You are in a mountain range with atmospheric air pressure of 520 , and you wish to boil some eggs. What is the approximate boiling point of the water at this air pressure?
Express your answer as an integer and include the appropriate units.
88.6 *C
There may be an easier way to do this (a graph but you didn't say you had one). You can use the Clausius-Clapeyron equation and solve for T2.
ln (p2/p1) = (dHvap/R)(1/T1 - 1/T2)
p1 = 760; T1 = 100
p2 = 520; T2 = ?
dHvap is heat vaporization in J. You'll need to look that up. T2 will be the boiling point of the water at 520 mm Hg pressure.
To determine the approximate boiling point of water at a given atmospheric pressure, we can refer to the vapor pressure-temperature relationship of water. This relationship is known as the Clausius-Clapeyron equation, which states that the natural logarithm of the vapor pressure of a substance is inversely proportional to its temperature.

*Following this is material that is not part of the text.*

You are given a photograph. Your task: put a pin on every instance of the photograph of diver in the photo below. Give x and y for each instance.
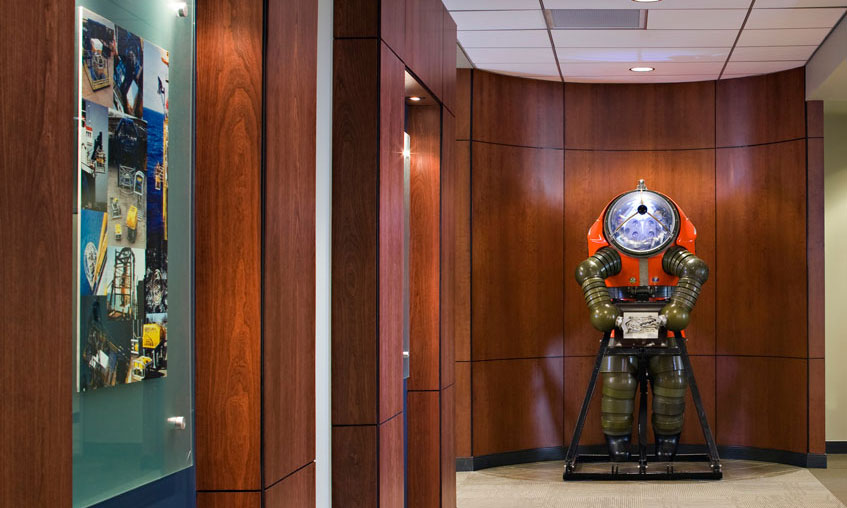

To calculate the boiling point, we need to know the air pressure and its relationship to the standard atmospheric pressure at sea level, which is approximately 1013.25 hPa (hectopascals).
Let's convert the given atmospheric pressure from 520 to 520/1013.25 times the standard atmospheric pressure:
Conversion factor = 520/1013.25 = 0.513
Therefore, the adjusted atmospheric pressure at the mountain range is approximately 0.513 times the standard atmospheric pressure.

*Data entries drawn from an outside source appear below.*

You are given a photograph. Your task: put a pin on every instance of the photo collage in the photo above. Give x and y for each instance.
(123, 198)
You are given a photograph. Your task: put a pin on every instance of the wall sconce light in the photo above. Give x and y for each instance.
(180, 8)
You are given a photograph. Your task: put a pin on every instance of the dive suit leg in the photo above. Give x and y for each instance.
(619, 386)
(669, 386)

Next, we need to determine the boiling point of water at the adjusted pressure. At standard atmospheric pressure, water boils at 100 degrees Celsius. Since we are at an adjusted pressure, we can use the Clausius-Clapeyron equation to estimate the boiling point.
The equation is as follows:
ln(P1/P2) = -ΔHvap/R * (1/T1 - 1/T2)
Where:
P1 and P2 are the two pressures (standard atmospheric and adjusted atmospheric pressure)
ΔHvap is the enthalpy of vaporization (40.7 kJ/mol for water)
R is the ideal gas constant (8.314 J/(mol * K))
T1 and T2 are the two temperatures (standard boiling point and the unknown boiling point)
Rearranging the equation to solve for T2:
T2 = ΔHvap / (R * (-ln(P2/P1)) + 1/T1)
Plugging in the values:
T1 = 100 degrees Celsius = 373.15 Kelvin
P1 = standard atmospheric pressure = 1013.25 hPa
P2 = adjusted atmospheric pressure = 0.513 * 1013.25 hPa
Calculating T2:
T2 = (40.7 kJ/mol) / (8.314 J/(mol * K) * (-ln(0.513 * 1013.25 / 1013.25)) + (1/373.15)
Simplifying the equation:
T2 = (40.7 kJ/mol) / (-8.314 J/mol * (ln(0.513)) + (1/373.15)
Using a calculator:
T2 ≈ 99.2 degrees Celsius
Therefore, the approximate boiling point of water at an atmospheric pressure of 520 hPa is 99 degrees Celsius.